Novos fatos envolvendo a Operação Lava-Jato colocam em choque os interesses do Supremo Tribunal Federal (STF) e da Procuradoria-Geral da República. Num comunicado, a PGR negou que a chefe do Ministério Público Federal (MPF), Raquel Dodge, esteja sofrendo pressão para afastar o coordenador da força-tarefa no Paraná, Deltan Dallagnol, do cargo ou das ações da operação. Ele é alvo de suspeitas envolvendo investigações informais contra o presidente do STF, Dias Toffoli.

De acordo com reportagens do site The Intercept e do jornal Folha de S. Paulo — a partir de conteúdo hackeado —, Dallagnol pediu a procuradores de Brasília que obtivessem dados financeiros de Toffoli e o endereço de uma casa pertencente ao ministro que passou por reformas realizadas pela construtora OAS, envolvida em esquema de corrupção revelado pela Lava-Jato. De acordo com a Constituição, apenas a PGR pode investigar magistrados do STF.

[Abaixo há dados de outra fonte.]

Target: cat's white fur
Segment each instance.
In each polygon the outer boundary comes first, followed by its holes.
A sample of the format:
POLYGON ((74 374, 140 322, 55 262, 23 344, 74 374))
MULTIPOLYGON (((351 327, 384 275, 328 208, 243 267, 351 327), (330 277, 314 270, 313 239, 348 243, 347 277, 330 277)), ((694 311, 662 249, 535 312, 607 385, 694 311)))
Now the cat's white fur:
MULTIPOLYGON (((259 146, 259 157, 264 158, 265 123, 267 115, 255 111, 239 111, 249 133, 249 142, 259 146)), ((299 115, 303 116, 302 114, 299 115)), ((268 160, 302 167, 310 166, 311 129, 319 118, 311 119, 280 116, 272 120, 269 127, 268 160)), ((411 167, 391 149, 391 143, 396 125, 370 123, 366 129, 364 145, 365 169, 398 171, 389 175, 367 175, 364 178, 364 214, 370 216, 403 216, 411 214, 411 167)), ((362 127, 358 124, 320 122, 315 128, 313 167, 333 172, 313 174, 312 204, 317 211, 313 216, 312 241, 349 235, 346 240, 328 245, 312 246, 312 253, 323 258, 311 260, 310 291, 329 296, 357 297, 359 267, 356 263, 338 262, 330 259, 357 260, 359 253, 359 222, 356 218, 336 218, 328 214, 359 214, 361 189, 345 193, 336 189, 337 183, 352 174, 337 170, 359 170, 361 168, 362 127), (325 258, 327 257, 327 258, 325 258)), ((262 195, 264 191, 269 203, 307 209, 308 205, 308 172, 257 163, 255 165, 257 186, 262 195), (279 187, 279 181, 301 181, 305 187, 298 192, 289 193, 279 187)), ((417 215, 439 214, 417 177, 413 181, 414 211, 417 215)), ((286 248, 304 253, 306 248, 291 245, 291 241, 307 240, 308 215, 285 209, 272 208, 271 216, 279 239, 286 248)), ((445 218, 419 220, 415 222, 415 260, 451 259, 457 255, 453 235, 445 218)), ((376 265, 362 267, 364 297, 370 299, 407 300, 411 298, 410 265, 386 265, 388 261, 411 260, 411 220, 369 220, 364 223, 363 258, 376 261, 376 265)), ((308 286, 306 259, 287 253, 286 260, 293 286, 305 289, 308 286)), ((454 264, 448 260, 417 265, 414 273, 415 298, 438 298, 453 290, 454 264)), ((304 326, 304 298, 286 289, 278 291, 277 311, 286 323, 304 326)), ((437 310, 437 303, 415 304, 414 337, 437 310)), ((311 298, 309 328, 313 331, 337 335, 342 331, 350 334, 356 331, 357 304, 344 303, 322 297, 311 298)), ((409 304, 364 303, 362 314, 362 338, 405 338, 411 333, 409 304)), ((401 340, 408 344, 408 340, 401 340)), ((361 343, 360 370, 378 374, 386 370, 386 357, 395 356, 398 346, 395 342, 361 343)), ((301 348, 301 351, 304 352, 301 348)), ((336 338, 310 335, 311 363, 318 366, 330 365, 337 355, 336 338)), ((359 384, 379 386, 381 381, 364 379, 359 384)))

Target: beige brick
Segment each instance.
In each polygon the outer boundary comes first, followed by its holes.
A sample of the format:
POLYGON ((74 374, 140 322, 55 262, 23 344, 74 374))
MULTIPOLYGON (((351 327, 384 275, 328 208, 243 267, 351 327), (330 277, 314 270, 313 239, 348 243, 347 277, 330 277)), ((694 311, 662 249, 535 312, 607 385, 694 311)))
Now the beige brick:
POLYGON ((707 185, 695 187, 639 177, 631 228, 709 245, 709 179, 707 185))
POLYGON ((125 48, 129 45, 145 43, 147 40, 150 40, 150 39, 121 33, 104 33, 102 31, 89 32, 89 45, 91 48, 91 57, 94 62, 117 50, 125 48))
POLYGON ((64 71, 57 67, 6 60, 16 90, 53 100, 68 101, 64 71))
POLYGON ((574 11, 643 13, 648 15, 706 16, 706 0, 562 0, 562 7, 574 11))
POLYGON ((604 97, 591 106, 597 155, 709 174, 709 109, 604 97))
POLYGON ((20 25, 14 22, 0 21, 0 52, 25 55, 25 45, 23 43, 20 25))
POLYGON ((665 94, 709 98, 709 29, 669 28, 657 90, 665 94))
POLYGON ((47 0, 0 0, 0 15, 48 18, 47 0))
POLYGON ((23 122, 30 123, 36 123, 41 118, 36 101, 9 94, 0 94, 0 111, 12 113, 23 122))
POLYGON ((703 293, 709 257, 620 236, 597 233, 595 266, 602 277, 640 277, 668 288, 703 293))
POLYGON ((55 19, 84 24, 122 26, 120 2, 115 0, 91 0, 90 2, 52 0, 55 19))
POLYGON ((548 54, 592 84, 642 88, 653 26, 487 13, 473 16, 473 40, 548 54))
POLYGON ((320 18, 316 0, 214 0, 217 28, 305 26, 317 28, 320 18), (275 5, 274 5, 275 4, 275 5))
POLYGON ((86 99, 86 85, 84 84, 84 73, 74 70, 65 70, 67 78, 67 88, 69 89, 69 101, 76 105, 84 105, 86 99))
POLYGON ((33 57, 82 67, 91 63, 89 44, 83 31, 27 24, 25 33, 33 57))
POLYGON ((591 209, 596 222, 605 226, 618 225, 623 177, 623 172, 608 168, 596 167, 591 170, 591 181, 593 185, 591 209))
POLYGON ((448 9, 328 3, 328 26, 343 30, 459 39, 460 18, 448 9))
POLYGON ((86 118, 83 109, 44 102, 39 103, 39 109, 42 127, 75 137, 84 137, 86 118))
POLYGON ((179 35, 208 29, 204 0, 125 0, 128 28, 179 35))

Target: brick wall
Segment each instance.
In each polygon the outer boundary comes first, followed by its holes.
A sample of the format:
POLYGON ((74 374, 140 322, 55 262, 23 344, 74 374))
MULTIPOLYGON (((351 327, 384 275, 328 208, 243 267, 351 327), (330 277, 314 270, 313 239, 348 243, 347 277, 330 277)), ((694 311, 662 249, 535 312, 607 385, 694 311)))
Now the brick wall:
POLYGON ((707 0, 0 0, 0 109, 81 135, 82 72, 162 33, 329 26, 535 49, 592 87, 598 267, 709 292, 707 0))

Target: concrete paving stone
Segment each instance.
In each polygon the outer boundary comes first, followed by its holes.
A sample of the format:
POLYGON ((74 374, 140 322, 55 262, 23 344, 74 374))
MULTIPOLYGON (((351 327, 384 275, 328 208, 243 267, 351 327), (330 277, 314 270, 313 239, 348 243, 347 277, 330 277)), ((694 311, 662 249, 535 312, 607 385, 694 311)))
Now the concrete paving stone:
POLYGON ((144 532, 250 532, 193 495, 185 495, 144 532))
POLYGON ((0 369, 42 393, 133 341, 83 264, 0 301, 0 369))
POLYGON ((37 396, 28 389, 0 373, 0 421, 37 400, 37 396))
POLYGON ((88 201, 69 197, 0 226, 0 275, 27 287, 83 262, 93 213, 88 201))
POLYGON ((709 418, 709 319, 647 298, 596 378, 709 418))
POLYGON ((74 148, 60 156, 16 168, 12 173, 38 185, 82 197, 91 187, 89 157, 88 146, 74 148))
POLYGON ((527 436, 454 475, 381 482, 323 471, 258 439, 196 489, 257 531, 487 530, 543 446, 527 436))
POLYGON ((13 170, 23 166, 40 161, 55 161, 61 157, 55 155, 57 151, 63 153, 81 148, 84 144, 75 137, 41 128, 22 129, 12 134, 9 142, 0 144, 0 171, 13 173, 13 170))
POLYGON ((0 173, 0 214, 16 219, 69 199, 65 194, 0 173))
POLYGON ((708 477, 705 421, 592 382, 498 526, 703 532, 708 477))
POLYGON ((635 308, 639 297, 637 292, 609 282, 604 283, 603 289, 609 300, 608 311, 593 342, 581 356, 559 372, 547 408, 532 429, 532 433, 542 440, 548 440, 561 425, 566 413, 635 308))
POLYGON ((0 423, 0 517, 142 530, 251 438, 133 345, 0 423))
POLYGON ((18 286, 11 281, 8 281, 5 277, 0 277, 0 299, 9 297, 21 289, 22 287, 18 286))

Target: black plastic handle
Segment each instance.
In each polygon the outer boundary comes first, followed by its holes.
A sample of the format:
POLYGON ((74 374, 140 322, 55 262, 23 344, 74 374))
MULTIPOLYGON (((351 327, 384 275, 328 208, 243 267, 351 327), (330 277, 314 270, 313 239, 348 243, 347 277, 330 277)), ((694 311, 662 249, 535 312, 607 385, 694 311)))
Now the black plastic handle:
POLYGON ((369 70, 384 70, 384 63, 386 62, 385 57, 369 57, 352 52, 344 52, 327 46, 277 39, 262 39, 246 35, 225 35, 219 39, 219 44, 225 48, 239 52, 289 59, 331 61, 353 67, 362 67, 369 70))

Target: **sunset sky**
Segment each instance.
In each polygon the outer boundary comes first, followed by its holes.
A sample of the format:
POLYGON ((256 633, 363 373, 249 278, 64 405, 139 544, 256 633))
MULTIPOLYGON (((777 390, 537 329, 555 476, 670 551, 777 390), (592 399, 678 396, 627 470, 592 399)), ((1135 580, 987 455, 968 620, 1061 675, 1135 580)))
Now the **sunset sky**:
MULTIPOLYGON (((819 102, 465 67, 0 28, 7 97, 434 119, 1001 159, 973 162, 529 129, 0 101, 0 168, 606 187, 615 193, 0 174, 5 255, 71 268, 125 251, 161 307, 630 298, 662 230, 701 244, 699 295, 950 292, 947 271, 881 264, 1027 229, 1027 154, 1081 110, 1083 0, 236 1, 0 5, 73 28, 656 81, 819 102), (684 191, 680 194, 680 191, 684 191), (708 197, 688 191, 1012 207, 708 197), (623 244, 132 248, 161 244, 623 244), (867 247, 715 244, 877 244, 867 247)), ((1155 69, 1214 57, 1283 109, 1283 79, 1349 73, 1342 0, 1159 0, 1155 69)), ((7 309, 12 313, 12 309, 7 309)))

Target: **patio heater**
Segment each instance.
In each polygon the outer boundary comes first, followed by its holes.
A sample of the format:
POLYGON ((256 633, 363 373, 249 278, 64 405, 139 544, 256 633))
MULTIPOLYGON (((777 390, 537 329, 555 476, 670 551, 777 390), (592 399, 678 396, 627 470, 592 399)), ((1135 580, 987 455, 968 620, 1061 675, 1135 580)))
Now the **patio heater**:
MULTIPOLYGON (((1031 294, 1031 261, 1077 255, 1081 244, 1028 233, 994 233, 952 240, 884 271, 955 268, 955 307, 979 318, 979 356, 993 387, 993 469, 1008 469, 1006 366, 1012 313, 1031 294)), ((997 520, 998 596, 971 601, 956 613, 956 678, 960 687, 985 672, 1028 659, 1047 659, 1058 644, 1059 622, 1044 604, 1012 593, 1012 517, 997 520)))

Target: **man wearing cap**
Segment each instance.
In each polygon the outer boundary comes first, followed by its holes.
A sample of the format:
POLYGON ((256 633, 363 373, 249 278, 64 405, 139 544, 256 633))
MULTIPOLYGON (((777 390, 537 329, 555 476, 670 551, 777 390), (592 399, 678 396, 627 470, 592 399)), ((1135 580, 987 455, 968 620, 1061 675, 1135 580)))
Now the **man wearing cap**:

O ministro Alexandre de Moraes, do Supremo, deu 48 horas para que sejam enviadas à Corte cópias dos diálogos apreendidos pela PF com quatro suspeitos de hackeamento, na Operação Spoofing. As mensagens são as que supostamente Dallagnol trocou com outros integrantes do MPF. Em nota, a PGR negou a pressão e disse que o procurador tem a garantia legal de não ser afastado dos processos da Lava-Jato.

Apoio

O presidente Jair Bolsonaro reafirmou, ontem, sua confiança no ministro da Justiça, Sérgio Moro. O chefe do Executivo disse também não se preocupar com a possibilidade de as provas colhidas na Operação Spoofing serem consideradas válidas. “Ele, no meu entender, prestou um grande trabalho à nação, até pouco tempo atrás, mostrando as entranhas da corrupção no Brasil. Não posso falar nada mais além disso. Já falei para vocês, né?”, ressaltou.

Moro foi uma das autoridades da República que tiveram celular invadido pelos hackers presos. Existe a expectativa de o material apreendido comprovar ou não a veracidade das reportagens publicadas pelo Intercept. O site publicou supostas mensagens trocadas entre o então juiz Moro e procuradores da Lava-Jato. O teor sugere ilegalidade na conduta do agora ministro.

“A procuradora-Geral da República Raquel Dodge não sofreu qualquer pressão de qualquer tipo para determinar a medida de afastamento referida na matéria, de quem quer que seja, e tampouco convocou, ou realizou reunião de emergência para discutir o assunto na quinta-feira dia 1º ou em qualquer data anterior ou posterior”, informou a PGR.